We got woken up at 06:30 by the security guard who brought us the key to house number 7, which had a hot shower. Hugo got out while Caro snoozed a while longer. We packed up slowly and Hugo quickly did some work. After packing up completely we went for the hot shower which was quite nice after few days of cold water or no shower at all.


We eventually got on the road by 10:00. We took the small tar road around the lake and over the dam wall. The mountains are all solid pieces of granite rock, so the road had to be build up to be level as they couldn’t just cut into the mountain as on other passes.

After 25km the narrow tar road turned into gravel for 15km before we reached the A9.

On the A9 we backtracked our route from three days ago to the Birchenough Bridge and then headed South again to Chipinge. The town had a very modern OK store where we bought some groceries and Zimbabwe beer for our label collection.

From Chipinge we went 30km to the Mt Selinda. To get to the Chirinda Forest Campsite we had to drive 2.5km on a very scenic two-spoor track through the Southern most rainforest or as wikipedia puts it “Zanzibar-Inhambane transitional rain forest, of which it represents the southernmost occurrence.”
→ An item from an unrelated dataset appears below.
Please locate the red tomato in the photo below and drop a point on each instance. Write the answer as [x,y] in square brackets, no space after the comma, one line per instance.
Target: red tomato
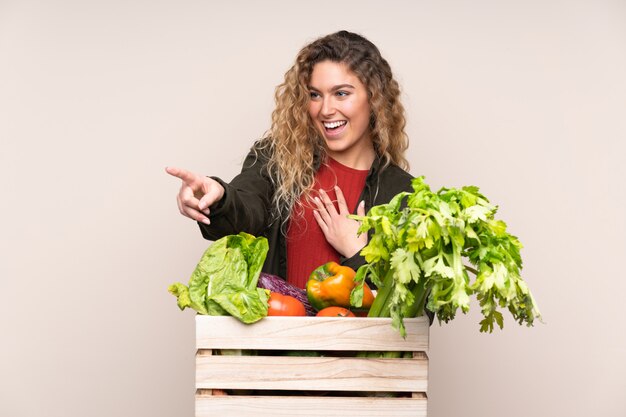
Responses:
[335,312]
[285,305]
We received a friendly welcome at the campsite which usually costs $10 per person plus an entrance fee of $5 per person. We however only paid $5 per person. The campsite only has dirty pit toilets, but there is showers with wood fired hot water. The area on the other hand is super beautiful and lush and full of bird life.

For dinner Caro revived the leftover cooked potatoes with chorizo, onion and cheese.


2019-07-29T10:51:24+02:00 February 11th, 2017|Categories: Africa, South Africa, Trip Report|


  1. Seth 2 January 2020 at 3:11 am - Reply

    I am looking to do this exact route in April but am having a hard time finding information on how passable the road is. I’ve seen some people say they heard it was single track dirt that is quite technical, but here on your blog you state the route was mostly tar.

    So, what is the section of road like from when you leave the A9 at Birchenough Bridge to Espungabera border? I think it is often called the area through Mount Selinda. And what might it be like if it had recently rained?

    Thanks, and awesome blog!

    • Two Monkeys 2 January 2020 at 7:14 am - Reply

      Hi, thanks for the compliments.

      Roads in Africa are always changing and 2 years is a long time. Even brand new tar roads can deteriorate to gravel in 2 years. That being said the road was as far as we can remember not a single track (apart from the small detour we did to the campsite) so it should be passable all year round. As always ask locals once you are there.